Piece of Work by Staci Hart

Piece of Work by Staci Hart

Author:Staci Hart [Hart, Staci]
Language: eng
Format: epub
Published: 2018-05-16T16:00:00+00:00


17

Stone Cold

Rin

I glanced at the clock, standing over my suitcase with my hands on my hips and a frown on my face.

“But he told me to bring a cocktail dress,” I argued.

Katherine folded her arms from her perch at my desk. “No skirts. You are not allowed to wear skirts in his presence. Learn your lesson, Rin.”

“But I packed every pair of pants I own.” I sighed and turned for my closet. “I’m taking the dress.”

Katherine repeated herself over Val telling her why she was wrong, and Amelia and I shared a look and a shrug as I reached into my closet. The dress wasn’t anything fancy—just a simple black dress with cap sleeves, a boatneck, and a beautiful cut—but Marnie had sold me a necklace and a trio of bracelets to wear with it to dress it up. So, in it went.

I was mildly appalled at the amount of luggage I needed to get me through a five day trip, including two pairs of heels, a pair of flats, a big bag of makeup, and a curling iron, among way too many pairs of slacks. It was ridiculous how high maintenance I had become.

But it wasn’t just the luggage. It was me. And I barely recognized myself.

Lately, that hadn’t been feeling like such a good thing.

“What’s that look for?” Val asked, concerned. “You okay?”

“I’ve been trying to figure out since yesterday how I got here,” I gestured to the embarrassing pile of toiletries, “but I can’t.”

“You mean, how you turned into a badass?” Amelia asked. “Because I am really, really jealous.”

I frowned. “Jealous? Because I’m having an identity crisis?”

Val made a face. “You’re not having an identity crisis. You’re becoming.”

“Like a beautiful butterfly,” Amelia sang, flitting her hands at her shoulders and batting her lashes.

“I’m serious,” I said even though I found myself chuckling. “I mean, who even am I?”

“Do you feel different?” Katherine asked, the picture of pragmatism.

“Well, yeah. Completely different. Hence the crisis.”

“But good different or bad different?” she added.
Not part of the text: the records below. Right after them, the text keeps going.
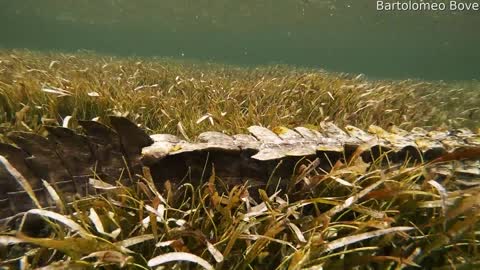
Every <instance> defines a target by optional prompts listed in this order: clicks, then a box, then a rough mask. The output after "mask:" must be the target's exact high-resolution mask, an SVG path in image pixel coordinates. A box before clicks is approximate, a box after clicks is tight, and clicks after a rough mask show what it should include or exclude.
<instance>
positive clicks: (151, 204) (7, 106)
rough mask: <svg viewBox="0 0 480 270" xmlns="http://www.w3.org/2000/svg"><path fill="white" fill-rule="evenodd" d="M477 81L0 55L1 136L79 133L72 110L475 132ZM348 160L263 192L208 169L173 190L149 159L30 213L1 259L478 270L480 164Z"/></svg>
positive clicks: (223, 118) (205, 123) (33, 266)
mask: <svg viewBox="0 0 480 270" xmlns="http://www.w3.org/2000/svg"><path fill="white" fill-rule="evenodd" d="M479 87H480V86H479V85H478V84H476V83H473V82H469V83H449V84H447V83H443V82H423V81H372V80H368V79H366V78H364V76H361V75H358V76H356V75H349V74H334V73H328V72H325V71H319V70H306V69H299V68H297V69H295V68H292V67H283V66H274V67H259V68H255V69H253V68H251V69H249V68H238V67H232V66H222V65H217V64H205V63H191V62H188V63H187V62H178V61H173V60H168V59H157V60H145V59H125V58H112V57H105V56H98V55H94V54H91V53H78V54H75V55H69V54H60V53H55V54H40V53H35V52H29V51H2V52H0V108H2V110H3V111H2V112H1V114H0V123H1V127H0V128H1V133H0V136H2V137H0V140H6V138H4V137H3V135H4V134H6V132H8V131H10V130H30V131H35V132H43V131H44V130H43V128H42V124H47V125H64V126H68V127H72V128H76V127H77V125H76V123H75V120H74V119H92V118H96V117H99V118H101V119H106V116H107V115H110V114H117V115H124V116H127V117H129V118H131V119H132V120H134V121H135V122H136V123H139V124H141V126H142V127H143V128H145V129H147V130H149V132H150V133H160V132H161V133H172V134H177V135H180V136H184V137H190V138H192V137H194V136H195V135H198V134H199V133H200V132H203V131H206V130H218V131H224V132H227V133H230V134H232V133H240V132H244V131H245V129H246V128H247V127H248V126H250V125H254V124H257V125H258V124H261V125H264V126H268V127H275V126H287V127H293V126H300V125H312V126H314V125H316V124H318V123H320V122H321V121H324V120H332V121H334V122H335V123H336V124H338V125H339V126H343V125H345V124H351V125H355V126H358V127H360V128H366V127H368V126H369V125H370V124H375V125H378V126H382V127H385V128H388V127H389V126H390V125H396V126H400V127H402V128H404V129H410V128H412V127H415V126H421V127H427V128H428V127H432V126H433V127H435V128H447V127H449V128H457V127H470V128H472V129H476V128H478V127H479V126H478V120H477V119H478V117H479V116H480V112H479V104H480V91H478V90H479V89H478V88H479ZM354 157H355V158H352V159H351V160H348V162H346V161H344V162H337V163H336V164H333V166H332V169H331V170H329V171H322V170H321V169H318V168H316V167H315V166H308V167H300V168H298V171H296V172H293V173H292V177H291V179H284V180H285V181H289V183H291V184H289V185H288V186H291V187H295V188H292V189H290V190H287V191H280V190H278V191H277V192H274V193H272V194H269V193H267V192H266V191H264V190H256V189H254V188H253V187H250V185H249V182H248V181H247V182H245V183H244V184H243V185H240V186H233V187H232V186H228V185H227V184H225V183H224V182H223V181H222V179H221V178H218V177H215V174H214V173H213V174H212V176H211V177H210V178H209V179H200V180H201V181H199V182H201V183H203V184H201V185H198V186H194V185H192V184H191V183H183V184H182V185H180V186H179V187H178V188H173V186H174V185H173V184H172V183H170V182H168V181H167V182H165V183H154V180H153V179H152V177H151V175H150V172H149V170H148V169H147V168H144V170H143V174H142V175H139V177H140V179H141V180H140V181H138V182H137V183H135V184H134V185H132V186H123V185H121V184H120V183H119V184H118V185H117V186H113V185H109V184H107V183H105V182H102V181H101V179H91V181H90V184H91V185H92V187H93V188H94V189H95V190H96V191H97V192H98V194H97V195H92V196H89V197H86V198H82V199H79V200H77V201H74V202H73V203H71V204H68V205H65V204H64V203H63V202H62V200H61V199H60V198H58V199H57V200H56V202H55V203H56V205H57V208H58V209H59V210H58V212H52V211H49V210H40V209H35V210H31V211H30V214H29V216H38V215H39V216H43V217H46V218H48V220H49V222H47V223H46V225H45V228H43V230H42V231H36V230H35V228H34V229H33V231H32V228H21V230H18V231H5V232H3V233H2V235H1V236H0V259H1V260H0V268H1V267H19V268H20V267H21V268H29V267H32V268H36V267H45V269H89V268H94V267H102V268H103V269H116V268H120V267H126V268H128V269H149V268H150V267H152V268H155V267H157V266H164V267H165V268H166V269H171V268H172V269H196V267H199V268H202V267H203V268H206V269H227V268H233V269H275V268H277V269H320V267H322V268H323V269H417V268H418V269H420V268H423V269H452V268H453V269H474V268H478V267H480V255H479V253H478V245H479V239H478V238H479V234H480V232H479V229H480V224H479V222H478V217H479V216H478V210H477V209H478V207H480V196H479V195H480V189H479V184H480V179H478V175H479V174H473V175H472V176H471V177H470V178H471V179H469V182H468V183H467V182H461V183H460V182H459V181H456V179H455V177H456V176H455V175H451V176H447V177H445V178H441V177H439V176H438V175H435V174H433V173H431V166H432V164H431V163H421V164H418V163H414V164H412V163H408V162H406V163H405V164H400V165H392V166H385V164H386V161H385V160H382V157H381V158H380V159H379V160H376V161H372V162H371V163H365V162H364V161H363V160H362V158H360V154H359V153H357V154H356V155H354ZM384 158H386V157H384ZM456 162H458V161H457V160H453V161H449V163H451V164H453V166H454V165H455V164H456ZM387 163H388V162H387ZM312 164H315V162H313V163H312ZM477 164H478V162H477ZM268 180H269V179H265V182H267V181H268ZM51 192H52V194H55V192H54V191H51ZM52 197H53V198H54V199H55V198H56V196H52ZM25 250H26V252H25ZM185 261H189V262H185Z"/></svg>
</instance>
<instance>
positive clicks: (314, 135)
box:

I thought it over. “Mostly good. But then I have these moments when I feel like a fake and a phony. Like I’m playing dress-up, pretending to be someone I’m not.”

“But do you really? Do you feel like you’re not you?”

“Well…no. I feel like me, but…I don’t know. Like when I wear all this, I’m not afraid. I don’t mind when people comment on my height because I chose to put on shoes that make me taller. I don’t care if people look at me because I’m wearing clothes that make me feel pretty and lipstick that makes me feel brave. Is that weird? Am I setting women back seventy years? Am I betraying feminism to feel pretty? I am, aren’t I?” I rambled, trying not to panic.

“No,” Val answered. “If you want to wear red lipstick and curl your hair, do it. If you want to wear no makeup and shave your head, do it. If you want to clean house and take care of your kids all day, do it.